The Tableau MCP project uses Vitest for eval tests. Eval tests are located in the tests/eval directory and are named *.test.ts.

What is an Eval test?

Eval tests—aka Evals—are tests used to evaluate MCP tool implementations using LLM-based scoring. The tests provide assessments for accuracy, completeness, relevance, clarity, and reasoning and help answer questions like:

  • Can the model consistently choose the correct tools to answer the user prompt?
  • Can the model generate the correct tool inputs based on the user prompt?
  • Does the tool implementation accurately answer the user prompt?
  • Is the tone suitable for the target audience?

Running

The eval tests can only be run:

  1. Locally.
  2. If you have access to a site the tests understand.
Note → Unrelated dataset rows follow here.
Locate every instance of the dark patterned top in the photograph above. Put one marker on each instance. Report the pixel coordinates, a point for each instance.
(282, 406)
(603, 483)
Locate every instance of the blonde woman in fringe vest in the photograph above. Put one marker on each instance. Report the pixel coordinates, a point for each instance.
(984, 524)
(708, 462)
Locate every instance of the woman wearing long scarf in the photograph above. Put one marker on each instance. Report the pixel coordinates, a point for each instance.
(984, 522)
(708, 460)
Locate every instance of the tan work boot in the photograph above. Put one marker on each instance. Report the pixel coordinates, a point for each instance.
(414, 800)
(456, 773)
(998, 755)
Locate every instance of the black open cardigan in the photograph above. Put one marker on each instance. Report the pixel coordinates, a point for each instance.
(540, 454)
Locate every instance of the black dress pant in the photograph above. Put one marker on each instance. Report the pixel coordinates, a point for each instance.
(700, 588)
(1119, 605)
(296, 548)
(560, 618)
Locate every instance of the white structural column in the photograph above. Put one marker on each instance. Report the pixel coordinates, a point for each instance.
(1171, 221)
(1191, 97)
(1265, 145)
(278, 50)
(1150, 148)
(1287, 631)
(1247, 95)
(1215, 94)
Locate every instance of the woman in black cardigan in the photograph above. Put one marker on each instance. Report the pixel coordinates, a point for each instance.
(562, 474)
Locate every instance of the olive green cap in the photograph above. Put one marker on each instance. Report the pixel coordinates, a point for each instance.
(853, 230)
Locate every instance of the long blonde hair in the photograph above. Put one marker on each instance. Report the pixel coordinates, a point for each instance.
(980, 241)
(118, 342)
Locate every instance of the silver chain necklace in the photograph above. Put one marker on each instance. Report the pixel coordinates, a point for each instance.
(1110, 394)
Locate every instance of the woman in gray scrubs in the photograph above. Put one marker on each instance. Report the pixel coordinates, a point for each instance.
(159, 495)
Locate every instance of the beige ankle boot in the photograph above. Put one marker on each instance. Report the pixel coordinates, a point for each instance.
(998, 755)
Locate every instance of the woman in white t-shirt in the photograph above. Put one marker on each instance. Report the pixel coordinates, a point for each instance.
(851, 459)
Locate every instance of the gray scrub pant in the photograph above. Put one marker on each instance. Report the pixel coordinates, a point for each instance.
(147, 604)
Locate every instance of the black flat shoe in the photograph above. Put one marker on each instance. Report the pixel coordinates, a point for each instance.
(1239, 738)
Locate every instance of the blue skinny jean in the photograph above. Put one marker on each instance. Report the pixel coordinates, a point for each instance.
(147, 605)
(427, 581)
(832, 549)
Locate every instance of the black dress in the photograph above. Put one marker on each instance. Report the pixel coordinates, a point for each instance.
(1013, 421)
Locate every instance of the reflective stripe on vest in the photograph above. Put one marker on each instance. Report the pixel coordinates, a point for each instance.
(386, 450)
Currently, that's only https://10ax.online.tableau.com/#/site/mcp-test/.
  3. If you have an OpenAI API key or access to an OpenAI-compatible gateway.

To run them locally:

  1. Ensure you do not have a .env file in the root of the project.
  2. Create a tests/.env file with contents:
SERVER=https://10ax.online.tableau.com
SITE_NAME=mcp-test
AUTH=direct-trust
JWT_SUB_CLAIM=<your email address>
CONNECTED_APP_CLIENT_ID=<redacted>
CONNECTED_APP_SECRET_ID=<redacted>
CONNECTED_APP_SECRET_VALUE=<redacted>
  1. Create a tests/.env.reset file with the same contents except all the env var values are empty. (Environment variables get set at the beginning of each test and cleared at the end of each test.)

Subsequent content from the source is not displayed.